Blah-blah-blah-godstuff-godstuff- blah-blah-blah: it’s not what our forebears in faith heard when the author of 2 Timothy, for example, (who may or may not have been Paul) implored his listeners to anchor their faith in scripture. He meant, of course the Hebrew Scriptures, for the New Testament scriptures were not yet written or collected. The scriptures were as it was a “living word”, “inspired by God and … useful for teaching,  … reproof … correction, and …training…”. This was to him the equivalent of a Dan Carter physio workout – with all the emotional and physical pain and commitment and blood and sweat and toil, because this holding fast to Jesus was no walk in the park or bunch of fluffy ducks. And it is our task, somehow, to remember that costliness and energy of those who first (and sometimes still) risked their lives to hang on with this bizarre message of justice, righteousness and resurrection hope to which we at least try to adhere today. If nothing else we might recall the author’s plea to anchor any message of hope in scripture, in the narratives of faith, not in the whims and fashions of the fleeting social world that surrounded the Christians of his time and ours.

Indeed our lives of faith are called to be far closer to the wrestling with God that forms the storyline of the iconic renaming of Jacob-Israel. I fear sometimes that our god of the twenty-first century has become so plastic that she or he would quietly melt away were we to wrestle her, and we would be left merely wrestling and worshipping our own image, full of satisfaction when we win without realizing that we have also lost, and that we have merely recreated God, as no less than Nietzsche once tried, in our own image. Nietzsche taught us how to kill god, yet we have found nothing to replace God, and struggle I fear in the morass of our own self-importance now god is supposed to be dead. To say this, though, is not to claim that we did not make terrible mistakes in the alleged service of our God, too, as Nietzsche, for all his faults, prophetically warned us. We did, and we must not make them again.

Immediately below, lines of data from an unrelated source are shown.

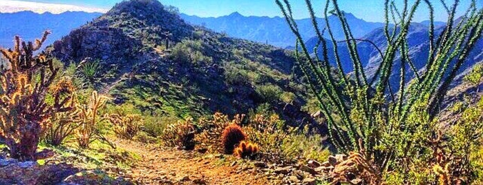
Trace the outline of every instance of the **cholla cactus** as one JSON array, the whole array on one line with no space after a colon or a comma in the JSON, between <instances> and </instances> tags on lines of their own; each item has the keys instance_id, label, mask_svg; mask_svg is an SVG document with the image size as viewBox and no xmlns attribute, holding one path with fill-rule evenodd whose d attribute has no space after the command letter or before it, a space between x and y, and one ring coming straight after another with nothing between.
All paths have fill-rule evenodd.
<instances>
[{"instance_id":1,"label":"cholla cactus","mask_svg":"<svg viewBox=\"0 0 483 185\"><path fill-rule=\"evenodd\" d=\"M109 120L114 126L114 133L117 137L131 139L141 129L142 119L138 115L111 115Z\"/></svg>"},{"instance_id":2,"label":"cholla cactus","mask_svg":"<svg viewBox=\"0 0 483 185\"><path fill-rule=\"evenodd\" d=\"M221 143L225 147L225 153L233 153L235 146L246 139L247 135L238 124L234 123L227 126L221 134Z\"/></svg>"},{"instance_id":3,"label":"cholla cactus","mask_svg":"<svg viewBox=\"0 0 483 185\"><path fill-rule=\"evenodd\" d=\"M233 155L238 158L253 158L258 153L260 148L256 144L241 142L238 146L234 150Z\"/></svg>"},{"instance_id":4,"label":"cholla cactus","mask_svg":"<svg viewBox=\"0 0 483 185\"><path fill-rule=\"evenodd\" d=\"M110 142L100 129L100 125L107 120L108 116L100 116L100 110L103 108L109 99L93 91L88 105L77 104L77 108L80 110L81 125L76 130L75 138L79 146L88 148L89 144L95 140L104 142L113 148L115 146Z\"/></svg>"},{"instance_id":5,"label":"cholla cactus","mask_svg":"<svg viewBox=\"0 0 483 185\"><path fill-rule=\"evenodd\" d=\"M165 146L187 150L195 148L194 139L195 127L191 118L188 118L184 121L178 121L177 123L169 125L161 135L161 140Z\"/></svg>"},{"instance_id":6,"label":"cholla cactus","mask_svg":"<svg viewBox=\"0 0 483 185\"><path fill-rule=\"evenodd\" d=\"M75 92L72 81L68 78L62 78L55 86L50 88L50 93L69 93ZM70 111L56 113L49 119L47 129L44 135L44 141L53 146L60 145L68 136L80 126L79 110L75 108L76 101L73 98L67 103L73 109Z\"/></svg>"},{"instance_id":7,"label":"cholla cactus","mask_svg":"<svg viewBox=\"0 0 483 185\"><path fill-rule=\"evenodd\" d=\"M49 55L33 55L47 38L26 43L15 37L13 50L0 49L8 60L8 67L0 75L0 143L8 148L11 157L35 159L41 134L48 119L55 113L71 110L67 102L72 98L68 89L56 91L53 104L46 103L46 96L59 68L53 65ZM39 79L32 80L33 75Z\"/></svg>"}]
</instances>

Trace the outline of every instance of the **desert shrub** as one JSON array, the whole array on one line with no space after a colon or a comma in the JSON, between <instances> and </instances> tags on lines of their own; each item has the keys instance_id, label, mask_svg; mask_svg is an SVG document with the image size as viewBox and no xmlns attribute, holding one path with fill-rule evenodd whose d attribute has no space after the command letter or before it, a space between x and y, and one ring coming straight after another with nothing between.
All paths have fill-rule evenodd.
<instances>
[{"instance_id":1,"label":"desert shrub","mask_svg":"<svg viewBox=\"0 0 483 185\"><path fill-rule=\"evenodd\" d=\"M241 142L234 150L233 155L240 159L254 159L259 150L258 145L249 142Z\"/></svg>"},{"instance_id":2,"label":"desert shrub","mask_svg":"<svg viewBox=\"0 0 483 185\"><path fill-rule=\"evenodd\" d=\"M196 135L196 141L199 147L206 148L210 153L224 153L221 135L225 128L230 124L240 124L243 119L243 116L238 115L230 120L227 115L220 113L215 113L212 119L201 118L198 126L202 131Z\"/></svg>"},{"instance_id":3,"label":"desert shrub","mask_svg":"<svg viewBox=\"0 0 483 185\"><path fill-rule=\"evenodd\" d=\"M178 121L171 124L163 130L160 139L164 146L178 147L182 150L193 150L195 148L195 127L191 118L184 121Z\"/></svg>"},{"instance_id":4,"label":"desert shrub","mask_svg":"<svg viewBox=\"0 0 483 185\"><path fill-rule=\"evenodd\" d=\"M280 87L273 84L258 86L255 90L265 102L278 101L283 92Z\"/></svg>"},{"instance_id":5,"label":"desert shrub","mask_svg":"<svg viewBox=\"0 0 483 185\"><path fill-rule=\"evenodd\" d=\"M82 75L91 82L94 82L94 77L99 71L99 60L86 62L82 66Z\"/></svg>"},{"instance_id":6,"label":"desert shrub","mask_svg":"<svg viewBox=\"0 0 483 185\"><path fill-rule=\"evenodd\" d=\"M35 43L26 43L17 36L13 49L0 48L9 66L0 74L0 143L7 146L13 158L35 159L48 119L72 109L67 104L72 98L69 89L48 93L59 71L50 56L33 55L49 34L45 32ZM51 101L48 103L49 96Z\"/></svg>"},{"instance_id":7,"label":"desert shrub","mask_svg":"<svg viewBox=\"0 0 483 185\"><path fill-rule=\"evenodd\" d=\"M176 123L180 118L173 115L164 116L144 116L144 132L150 136L157 137L162 135L163 130L172 123Z\"/></svg>"},{"instance_id":8,"label":"desert shrub","mask_svg":"<svg viewBox=\"0 0 483 185\"><path fill-rule=\"evenodd\" d=\"M86 104L77 104L77 108L80 111L80 126L75 130L75 137L80 148L88 148L91 143L95 141L100 141L115 148L115 146L105 137L105 124L108 121L108 116L100 115L108 100L108 97L99 95L97 92L93 91Z\"/></svg>"},{"instance_id":9,"label":"desert shrub","mask_svg":"<svg viewBox=\"0 0 483 185\"><path fill-rule=\"evenodd\" d=\"M225 68L225 78L227 83L232 85L245 84L250 83L247 72L234 67Z\"/></svg>"},{"instance_id":10,"label":"desert shrub","mask_svg":"<svg viewBox=\"0 0 483 185\"><path fill-rule=\"evenodd\" d=\"M109 116L114 133L120 138L131 139L141 130L143 120L139 115L113 114Z\"/></svg>"},{"instance_id":11,"label":"desert shrub","mask_svg":"<svg viewBox=\"0 0 483 185\"><path fill-rule=\"evenodd\" d=\"M211 64L213 59L203 55L204 46L200 40L182 40L172 48L171 57L181 64Z\"/></svg>"},{"instance_id":12,"label":"desert shrub","mask_svg":"<svg viewBox=\"0 0 483 185\"><path fill-rule=\"evenodd\" d=\"M70 79L62 78L55 86L53 86L50 93L65 93L74 92L75 88ZM68 136L70 136L76 128L80 126L79 110L76 108L77 101L75 96L68 102L72 110L66 112L56 113L48 119L48 127L44 134L44 140L46 143L59 146Z\"/></svg>"},{"instance_id":13,"label":"desert shrub","mask_svg":"<svg viewBox=\"0 0 483 185\"><path fill-rule=\"evenodd\" d=\"M287 126L276 115L257 115L245 129L248 140L260 145L264 160L290 164L307 159L323 161L330 155L321 145L325 138L311 134L308 127L299 132L297 128Z\"/></svg>"},{"instance_id":14,"label":"desert shrub","mask_svg":"<svg viewBox=\"0 0 483 185\"><path fill-rule=\"evenodd\" d=\"M143 131L138 133L133 139L145 144L155 144L158 142L156 137L152 137Z\"/></svg>"},{"instance_id":15,"label":"desert shrub","mask_svg":"<svg viewBox=\"0 0 483 185\"><path fill-rule=\"evenodd\" d=\"M225 153L232 154L235 146L245 139L247 135L237 124L225 127L221 133L221 144L223 145Z\"/></svg>"},{"instance_id":16,"label":"desert shrub","mask_svg":"<svg viewBox=\"0 0 483 185\"><path fill-rule=\"evenodd\" d=\"M292 101L294 101L294 100L295 100L296 98L296 97L295 96L295 94L291 92L284 91L280 95L280 99L287 104L291 104Z\"/></svg>"},{"instance_id":17,"label":"desert shrub","mask_svg":"<svg viewBox=\"0 0 483 185\"><path fill-rule=\"evenodd\" d=\"M357 153L362 156L353 159L364 158L361 161L366 164L361 167L374 170L351 178L355 176L363 179L363 184L375 180L377 183L386 181L395 184L472 182L472 176L468 173L471 168L465 159L471 151L464 149L471 148L470 146L475 144L473 141L480 139L479 126L474 125L473 121L460 119L459 123L451 123L454 126L449 124L446 126L448 129L442 129L437 118L455 77L465 66L467 57L475 49L483 32L483 10L476 6L475 1L472 1L461 19L457 20L455 14L459 1L454 1L451 6L442 1L444 6L451 8L446 9L446 26L438 34L435 32L434 8L430 1L414 1L410 2L412 5L405 1L403 8L386 1L383 33L387 43L384 50L377 48L382 59L372 77L367 75L368 71L357 51L357 42L374 43L355 39L337 1L327 1L324 15L327 17L330 14L334 14L340 22L346 39L343 42L353 66L352 77L348 78L348 72L343 70L338 50L333 50L336 56L335 72L342 77L340 81L331 75L333 68L328 58L331 51L328 49L325 38L328 36L333 46L337 41L333 37L328 20L325 20L327 29L321 30L311 1L305 1L319 41L320 46L317 47L322 48L321 55L316 51L312 57L309 52L312 48L305 46L293 19L290 3L287 0L276 1L297 37L296 48L301 48L295 50L297 63L326 117L332 144L339 153ZM426 39L430 46L429 55L422 70L414 66L407 37L412 20L417 10L421 10L420 6L428 8L430 18ZM402 16L390 19L391 15L397 14ZM390 19L393 21L392 24ZM396 65L402 67L395 69L393 67ZM412 74L411 79L408 78L408 74ZM394 84L395 87L390 87ZM397 92L393 92L395 90ZM470 127L473 129L467 129ZM471 138L473 141L465 138ZM464 144L458 141L468 143ZM348 163L351 162L350 160L348 159ZM339 173L350 173L351 168L340 168L342 171ZM337 177L332 177L338 180ZM344 182L352 180L339 179Z\"/></svg>"}]
</instances>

How though do we avoid those mistakes of our forebears while hanging on to the pearl of great price for which they were prepared to live and die? Christianity is much on the nose in post-modernity, and when I see some of what passes for Christianity I tend to agree. God the nasty firebrand who stands on street corners proclaiming hatred for example of gays or Muslims or Jews or all of the above, god the exploiter, god the oppressor or the god who disregards a warming earth:  these are not the God of the early Christians or of the once very unpleasant Jacob who becomes Israel or above all of Jesus Christ. These are phantasms, sacred cows, and not the God of the Cross.

 As Luke tells the story of Jesus he provides again and again a litmus test of the authenticity of Christian witness: does our witness point to the upside-down topsy-turvy God who tears down the mighty from their thrones, as we hear in the Magnificat of Mary? Does our witness proclaim justice for the most broken and oppressed – human and other species – of the earth, or proclaim only our warm and fuzzy comfort? Is our witness anchored deep in prayer, wrestling with God in prayer, seeking and imploring that we may be the answers to prayer, seeking also that God’s answers to prayer may sometimes rise above the smallness of our expectations and become miracle?

I did not choose the readings for this day, but I believe they issue a manifesto, a challenge to us all as we begin a new chapter in your journey and mine. May God leave footsteps for us to tread in, still warm footsteps, and may we walk together as we proclaim in word and action the somewhat difficult, challenging, demanding and therefore unpopular God of Jesus Christ, the God of the Cross.